円城寺士門の謎解きディナー〜浪漫亭へようこそ〜

ひとつはどこかの金持ちが、音羽館を今日だけ貸し切ったという話だ。
(もしや、左門さんの仕業か……?)
一昨日の夕方、湯上りのガウン姿の左門は、突然、音羽館へ行くと言って出かけていった。
大吉の話を聞いて活動写真を観たくなったのかと思ったが、そうではなく、貸切を交渉しに行ったのではないだろうか。

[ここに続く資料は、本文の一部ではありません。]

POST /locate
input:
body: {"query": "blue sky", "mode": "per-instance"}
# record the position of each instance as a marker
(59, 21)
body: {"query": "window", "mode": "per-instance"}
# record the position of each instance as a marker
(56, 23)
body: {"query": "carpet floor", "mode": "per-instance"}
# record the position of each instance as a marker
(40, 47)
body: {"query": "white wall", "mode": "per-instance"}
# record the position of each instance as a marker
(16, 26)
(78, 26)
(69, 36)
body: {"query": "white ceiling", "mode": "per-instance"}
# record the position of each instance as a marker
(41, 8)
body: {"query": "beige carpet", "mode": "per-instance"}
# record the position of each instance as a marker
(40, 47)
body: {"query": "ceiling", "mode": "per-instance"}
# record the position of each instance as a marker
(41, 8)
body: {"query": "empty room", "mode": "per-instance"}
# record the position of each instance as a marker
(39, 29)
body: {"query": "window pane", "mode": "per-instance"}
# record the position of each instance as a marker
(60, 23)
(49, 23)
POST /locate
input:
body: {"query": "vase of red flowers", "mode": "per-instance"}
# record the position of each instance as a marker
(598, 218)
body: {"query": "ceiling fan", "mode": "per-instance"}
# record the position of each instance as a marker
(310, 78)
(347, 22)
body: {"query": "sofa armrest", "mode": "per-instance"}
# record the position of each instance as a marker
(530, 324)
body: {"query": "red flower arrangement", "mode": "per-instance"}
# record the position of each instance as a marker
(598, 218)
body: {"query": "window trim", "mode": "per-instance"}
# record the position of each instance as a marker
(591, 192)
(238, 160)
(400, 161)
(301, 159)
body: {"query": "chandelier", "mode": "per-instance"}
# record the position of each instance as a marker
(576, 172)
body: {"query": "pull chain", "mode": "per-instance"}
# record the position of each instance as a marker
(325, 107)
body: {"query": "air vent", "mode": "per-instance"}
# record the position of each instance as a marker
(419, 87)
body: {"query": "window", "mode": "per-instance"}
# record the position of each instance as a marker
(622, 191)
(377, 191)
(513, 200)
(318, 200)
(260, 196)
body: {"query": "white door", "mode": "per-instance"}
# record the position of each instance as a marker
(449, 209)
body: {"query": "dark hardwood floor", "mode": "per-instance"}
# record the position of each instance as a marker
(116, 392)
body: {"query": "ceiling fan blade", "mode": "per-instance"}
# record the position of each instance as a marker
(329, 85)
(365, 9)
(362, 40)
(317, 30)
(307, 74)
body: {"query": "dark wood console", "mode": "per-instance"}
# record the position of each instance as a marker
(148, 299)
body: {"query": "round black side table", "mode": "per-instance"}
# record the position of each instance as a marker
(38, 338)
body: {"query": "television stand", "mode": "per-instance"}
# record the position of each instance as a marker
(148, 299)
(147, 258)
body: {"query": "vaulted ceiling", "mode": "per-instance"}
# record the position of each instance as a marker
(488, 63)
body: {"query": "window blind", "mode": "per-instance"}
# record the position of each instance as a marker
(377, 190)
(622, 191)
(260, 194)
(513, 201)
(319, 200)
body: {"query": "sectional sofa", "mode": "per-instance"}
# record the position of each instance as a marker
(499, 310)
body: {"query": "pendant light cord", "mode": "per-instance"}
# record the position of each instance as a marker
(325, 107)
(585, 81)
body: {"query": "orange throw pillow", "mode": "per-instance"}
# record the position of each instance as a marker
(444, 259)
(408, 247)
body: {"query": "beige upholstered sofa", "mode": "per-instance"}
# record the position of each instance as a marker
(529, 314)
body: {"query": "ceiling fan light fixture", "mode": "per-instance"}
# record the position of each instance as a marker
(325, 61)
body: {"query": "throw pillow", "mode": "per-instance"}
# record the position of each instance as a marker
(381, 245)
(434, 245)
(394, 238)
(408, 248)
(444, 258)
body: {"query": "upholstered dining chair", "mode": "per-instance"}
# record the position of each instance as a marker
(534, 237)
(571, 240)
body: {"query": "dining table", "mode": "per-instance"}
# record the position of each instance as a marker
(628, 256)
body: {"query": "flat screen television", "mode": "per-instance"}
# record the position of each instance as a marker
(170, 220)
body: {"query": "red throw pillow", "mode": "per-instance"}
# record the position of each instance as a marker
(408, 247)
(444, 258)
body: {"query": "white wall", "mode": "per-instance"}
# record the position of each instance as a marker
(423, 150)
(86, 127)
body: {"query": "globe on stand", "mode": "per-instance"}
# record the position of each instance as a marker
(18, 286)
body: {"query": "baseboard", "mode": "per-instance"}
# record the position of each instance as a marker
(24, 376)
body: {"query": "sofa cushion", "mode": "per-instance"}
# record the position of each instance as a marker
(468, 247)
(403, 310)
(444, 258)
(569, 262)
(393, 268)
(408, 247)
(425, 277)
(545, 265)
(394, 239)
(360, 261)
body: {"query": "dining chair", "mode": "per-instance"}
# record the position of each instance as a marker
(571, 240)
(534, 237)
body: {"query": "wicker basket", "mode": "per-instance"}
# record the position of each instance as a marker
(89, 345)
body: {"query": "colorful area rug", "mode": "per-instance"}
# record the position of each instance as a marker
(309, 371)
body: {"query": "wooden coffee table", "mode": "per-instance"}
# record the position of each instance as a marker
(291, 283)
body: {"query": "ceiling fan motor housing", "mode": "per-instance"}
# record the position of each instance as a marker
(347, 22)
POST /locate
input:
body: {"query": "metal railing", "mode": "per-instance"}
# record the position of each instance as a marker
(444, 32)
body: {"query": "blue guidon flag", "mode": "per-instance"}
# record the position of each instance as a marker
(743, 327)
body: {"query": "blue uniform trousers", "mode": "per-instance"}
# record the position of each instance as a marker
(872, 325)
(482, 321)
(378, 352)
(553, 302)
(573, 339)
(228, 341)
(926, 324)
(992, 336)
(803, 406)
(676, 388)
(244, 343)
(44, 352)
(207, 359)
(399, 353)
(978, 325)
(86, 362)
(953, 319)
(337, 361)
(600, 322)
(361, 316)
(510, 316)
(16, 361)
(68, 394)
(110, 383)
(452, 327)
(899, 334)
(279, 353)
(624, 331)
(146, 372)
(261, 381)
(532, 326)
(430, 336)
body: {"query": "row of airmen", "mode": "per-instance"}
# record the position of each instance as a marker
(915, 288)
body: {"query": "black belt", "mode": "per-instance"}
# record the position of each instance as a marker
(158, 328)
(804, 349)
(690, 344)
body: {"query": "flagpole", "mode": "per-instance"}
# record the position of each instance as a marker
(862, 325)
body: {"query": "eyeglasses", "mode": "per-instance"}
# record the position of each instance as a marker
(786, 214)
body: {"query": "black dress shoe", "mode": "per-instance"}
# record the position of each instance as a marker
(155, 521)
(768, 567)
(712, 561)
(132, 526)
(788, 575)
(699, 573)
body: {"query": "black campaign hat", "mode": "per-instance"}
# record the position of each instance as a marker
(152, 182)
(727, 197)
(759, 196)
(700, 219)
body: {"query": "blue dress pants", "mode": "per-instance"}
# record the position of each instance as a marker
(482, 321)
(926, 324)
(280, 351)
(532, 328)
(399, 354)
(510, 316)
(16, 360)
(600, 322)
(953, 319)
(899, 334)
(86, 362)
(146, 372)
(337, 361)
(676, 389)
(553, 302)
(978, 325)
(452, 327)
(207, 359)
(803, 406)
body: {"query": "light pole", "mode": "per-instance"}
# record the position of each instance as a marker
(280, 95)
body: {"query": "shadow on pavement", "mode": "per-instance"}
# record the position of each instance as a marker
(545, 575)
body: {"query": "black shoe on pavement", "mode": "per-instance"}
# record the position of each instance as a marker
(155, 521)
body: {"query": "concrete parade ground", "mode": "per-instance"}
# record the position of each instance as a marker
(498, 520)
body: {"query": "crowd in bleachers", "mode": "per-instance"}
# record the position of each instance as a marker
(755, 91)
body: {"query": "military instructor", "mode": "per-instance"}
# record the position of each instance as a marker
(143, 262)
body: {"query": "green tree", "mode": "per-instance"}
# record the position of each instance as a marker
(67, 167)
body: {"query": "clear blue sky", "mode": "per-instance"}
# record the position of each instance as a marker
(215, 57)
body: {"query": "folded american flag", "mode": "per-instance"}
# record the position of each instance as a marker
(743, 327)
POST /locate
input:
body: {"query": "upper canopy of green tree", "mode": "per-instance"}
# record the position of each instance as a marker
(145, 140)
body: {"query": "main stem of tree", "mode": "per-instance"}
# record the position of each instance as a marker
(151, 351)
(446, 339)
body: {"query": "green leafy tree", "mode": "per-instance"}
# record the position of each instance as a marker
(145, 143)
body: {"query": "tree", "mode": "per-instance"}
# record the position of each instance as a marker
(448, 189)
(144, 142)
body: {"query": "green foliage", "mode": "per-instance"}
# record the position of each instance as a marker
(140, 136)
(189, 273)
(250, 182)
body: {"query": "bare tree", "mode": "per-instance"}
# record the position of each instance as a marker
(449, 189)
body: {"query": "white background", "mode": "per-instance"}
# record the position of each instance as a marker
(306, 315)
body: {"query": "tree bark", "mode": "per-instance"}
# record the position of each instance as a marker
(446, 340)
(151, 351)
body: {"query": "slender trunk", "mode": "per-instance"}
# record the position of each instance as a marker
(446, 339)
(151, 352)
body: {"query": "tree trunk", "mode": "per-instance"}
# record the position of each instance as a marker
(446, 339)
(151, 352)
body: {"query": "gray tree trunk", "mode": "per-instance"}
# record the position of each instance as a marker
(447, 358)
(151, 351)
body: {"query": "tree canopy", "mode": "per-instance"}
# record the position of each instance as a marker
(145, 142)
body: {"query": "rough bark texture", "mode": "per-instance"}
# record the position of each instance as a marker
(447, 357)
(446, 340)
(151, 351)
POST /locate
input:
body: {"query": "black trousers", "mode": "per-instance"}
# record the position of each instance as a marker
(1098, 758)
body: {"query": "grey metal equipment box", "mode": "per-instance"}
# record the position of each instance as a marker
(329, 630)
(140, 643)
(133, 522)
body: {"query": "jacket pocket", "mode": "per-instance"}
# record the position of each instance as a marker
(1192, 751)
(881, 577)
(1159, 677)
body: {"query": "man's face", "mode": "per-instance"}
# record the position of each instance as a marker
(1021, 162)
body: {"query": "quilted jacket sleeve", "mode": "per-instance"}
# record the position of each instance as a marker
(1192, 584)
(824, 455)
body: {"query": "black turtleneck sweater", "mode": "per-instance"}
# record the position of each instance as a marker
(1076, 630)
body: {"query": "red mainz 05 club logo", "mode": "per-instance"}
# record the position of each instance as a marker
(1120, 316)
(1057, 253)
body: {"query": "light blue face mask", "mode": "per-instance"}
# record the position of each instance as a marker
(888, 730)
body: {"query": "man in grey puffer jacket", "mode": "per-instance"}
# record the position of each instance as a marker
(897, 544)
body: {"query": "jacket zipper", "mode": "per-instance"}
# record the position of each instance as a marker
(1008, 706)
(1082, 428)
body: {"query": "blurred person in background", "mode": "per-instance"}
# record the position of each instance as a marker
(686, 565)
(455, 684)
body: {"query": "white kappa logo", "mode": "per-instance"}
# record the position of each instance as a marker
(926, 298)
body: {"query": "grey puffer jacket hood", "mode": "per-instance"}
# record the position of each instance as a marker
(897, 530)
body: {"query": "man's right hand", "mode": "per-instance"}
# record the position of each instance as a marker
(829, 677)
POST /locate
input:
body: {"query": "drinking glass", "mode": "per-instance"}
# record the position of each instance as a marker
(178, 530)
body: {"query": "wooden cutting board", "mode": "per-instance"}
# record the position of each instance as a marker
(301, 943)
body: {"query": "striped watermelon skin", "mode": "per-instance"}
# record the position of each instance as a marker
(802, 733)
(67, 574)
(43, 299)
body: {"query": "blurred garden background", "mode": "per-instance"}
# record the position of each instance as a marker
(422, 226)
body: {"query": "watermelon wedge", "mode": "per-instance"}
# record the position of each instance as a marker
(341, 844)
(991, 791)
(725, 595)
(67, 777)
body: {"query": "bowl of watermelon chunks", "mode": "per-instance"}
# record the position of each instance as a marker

その目的は、清と文子のランデブー場所を、浪漫亭に変えるためだろう。
それは推測できても、理由は依然としてわからない。
疑惑の目を向けた大吉だが、視線は合わず、左門は後ろ手を組んで悠然としている。
企み事をしているという悪びれた雰囲気は、微塵も感じられなかった。
もうひとつの引っかかる点は、級友ふたりが『左門さん』と親しげに呼んだことだ。
左門は、大蔵の姓が好きではない。
おそらく、そう呼ぶように左門が言ったのだと思われるが、それを含めて大吉は面白くない。
(左門さんと呼んでいるのは、従業員の中でも、僕と柘植さんだけだぞ。今日初めて会ったふたりが、随分と馴れ馴れしいな。呼べと言われても、遠慮すればいいのに)
その不満は誰にも伝わらず、横目で大吉を見た左門が言う。
「ディナーの前に二階を案内しよう。大吉も全てを見たことがないだろう。ついてきたまえ」
二階には四つドアがあるけれど、左門の言う通り、大吉は特別室に二度入っただけで他の部屋を見たことはない。
興味をそそられ、「はい」と返事をすればもう、先ほどの不満は忘れていた。
ひとつ目のドアの鍵を左門が開け、天井照明をつける。
すると一階ホールの半分ほどもある広い空間が開けた。
壁には何十枚もの絵画や書が掛けられ、彫刻や陶磁器など、和洋様々な作品が複数飾られている。
それは、さながら美術館のようだ。
大きなテーブルと複数の椅子が中央に置かれているけれど、布で覆われ、長いこと使われていないようだ。